After there had been a dualism in the arbitration process in Indonesia with the existence of two national arbitration bodies, the State Administrative Court granted the request of the Old (initial) BANI and nullified the Decree on the Establishment of the New BANI. Although it is not a final and binding decision yet, it raises the question of how can there be two national arbitration bodies appear in Indonesia?
BANI Mampang (Old/Initial BANI)
The Indonesian National Board of Arbitration (Badan Arbitrase Nasional Indonesia “BANI”) was established in 1977. Its name was registered as a trademark at the Directorate General of Intellectual Property in 2002. Domiciled at Mampang (“BANI Mampang”), BANI is an arbitral institution, providing a range of services in relation to arbitration, mediation, binding opinions and other forms of dispute resolution. In Indonesia, the interest in settling disputes through arbitration began to grow upon the promulgation of Law number 30 of 1999 on Arbitration and Alternative Dispute Resolution (“Arbitration Law”). The growing interest is consistent with globalization in which out of court settlements have become the choice of forum for business entities in resolving their disputes. Besides being speedy, efficient and final, arbitration uses the principle of win-win solutions and is direct as there are no appeals and cassation.
Renewed BANI (New BANI)
In 8 June 2016, several arbitrators of BANI Mampang who wanted BANI to be a legal entity in its own right founded a new BANI called the Renewed/Sovereign BANI (BANI Pembaharuan) with the legal form of an Association (Perkumpulan) under Deed No. 23 dated 14 June 2016 concerning the establishment of the Legal Entity of the Indonesian National Arbitration Board Association domiciled in Sovereign Plaza that was approved by the Minister of Law and Human Rights in his Decree No. AHU-00064837.AH.01.07.Year 2016 on 20 June 2016 (“MOLHR Decree”) (“New BANI”).
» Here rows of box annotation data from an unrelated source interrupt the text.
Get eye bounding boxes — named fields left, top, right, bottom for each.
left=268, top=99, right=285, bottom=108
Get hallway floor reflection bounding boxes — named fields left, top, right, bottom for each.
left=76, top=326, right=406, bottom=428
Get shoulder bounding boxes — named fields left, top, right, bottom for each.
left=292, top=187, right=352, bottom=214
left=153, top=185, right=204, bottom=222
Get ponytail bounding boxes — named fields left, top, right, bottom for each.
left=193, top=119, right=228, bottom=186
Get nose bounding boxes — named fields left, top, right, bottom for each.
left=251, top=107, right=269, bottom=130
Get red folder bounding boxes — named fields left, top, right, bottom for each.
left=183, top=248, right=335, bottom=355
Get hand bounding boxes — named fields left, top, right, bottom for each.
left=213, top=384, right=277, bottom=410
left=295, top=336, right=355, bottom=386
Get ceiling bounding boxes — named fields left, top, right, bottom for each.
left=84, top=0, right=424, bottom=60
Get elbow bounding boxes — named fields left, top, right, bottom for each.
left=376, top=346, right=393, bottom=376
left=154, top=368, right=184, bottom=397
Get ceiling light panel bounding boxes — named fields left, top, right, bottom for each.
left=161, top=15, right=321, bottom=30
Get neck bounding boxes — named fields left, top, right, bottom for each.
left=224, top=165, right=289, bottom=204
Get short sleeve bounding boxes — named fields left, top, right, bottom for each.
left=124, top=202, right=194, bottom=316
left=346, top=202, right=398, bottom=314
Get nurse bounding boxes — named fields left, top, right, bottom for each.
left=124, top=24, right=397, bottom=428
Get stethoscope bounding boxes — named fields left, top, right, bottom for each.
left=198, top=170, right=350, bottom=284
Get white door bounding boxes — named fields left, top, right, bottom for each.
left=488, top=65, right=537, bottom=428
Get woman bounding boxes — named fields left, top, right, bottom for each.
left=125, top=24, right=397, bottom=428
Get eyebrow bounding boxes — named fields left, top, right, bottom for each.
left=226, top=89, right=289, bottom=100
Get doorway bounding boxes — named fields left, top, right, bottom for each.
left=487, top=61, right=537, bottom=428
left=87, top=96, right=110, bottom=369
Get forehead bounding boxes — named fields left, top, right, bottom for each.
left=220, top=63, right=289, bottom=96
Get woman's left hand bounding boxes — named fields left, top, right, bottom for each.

The Lawsuit and The State Administrative Court Decision
BANI Mampang objected to the establishment of the New BANI, and filed a lawsuit against the Minister of Law and Human Rights (as the Defendant) with his Decree No. AHU-00064837.AH.01.07.Year 2016 concerning the establishment of the Legal Entity of the Indonesian National Arbitration Board Association in the State Administrative Court and against New BANI (as Defendant II Intervention). The State Administrative Court, on 6 July 2017, issued Decision No. 290/G/2016/PTUN-JKT (“PTUN Decision”) which essentially granted the claim, and declared that the MOLHR Decree was null and void and so ordered the defendant to revoke the MOLHR Decree. Please note that pursuant to Article 67 Paragraph (1) Law No. 51 of 2009 regarding the Second Amendment to Law No. 5 of 1986 concerning State Administration (“State Administration Law”), the MOLHR Decree remains valid until there is a final and binding court decision which states otherwise.
The State Administration Law states that if a party is not satisfied with the PTUN Decision it may file an appeal with the Administrative High Court and file a cassation and Judicial Review with the Supreme Court of the Republic of Indonesia. If no appeal is filed within 14 days from the issuance of a PTUN Decision, it will become final and binding, thus making the MOLHR Decree null and void.
However, if New BANI files an appeal then, taking into account Article 67 Paragraph (1) of the State Administration Law, the dualism of BANI will still exist. It is safe to argue that such a dualism will affect the legal certainty of parties who enter into a business transaction agreement that has an arbitration clause which has BANI as the dispute settlement body. Let’s wait and see.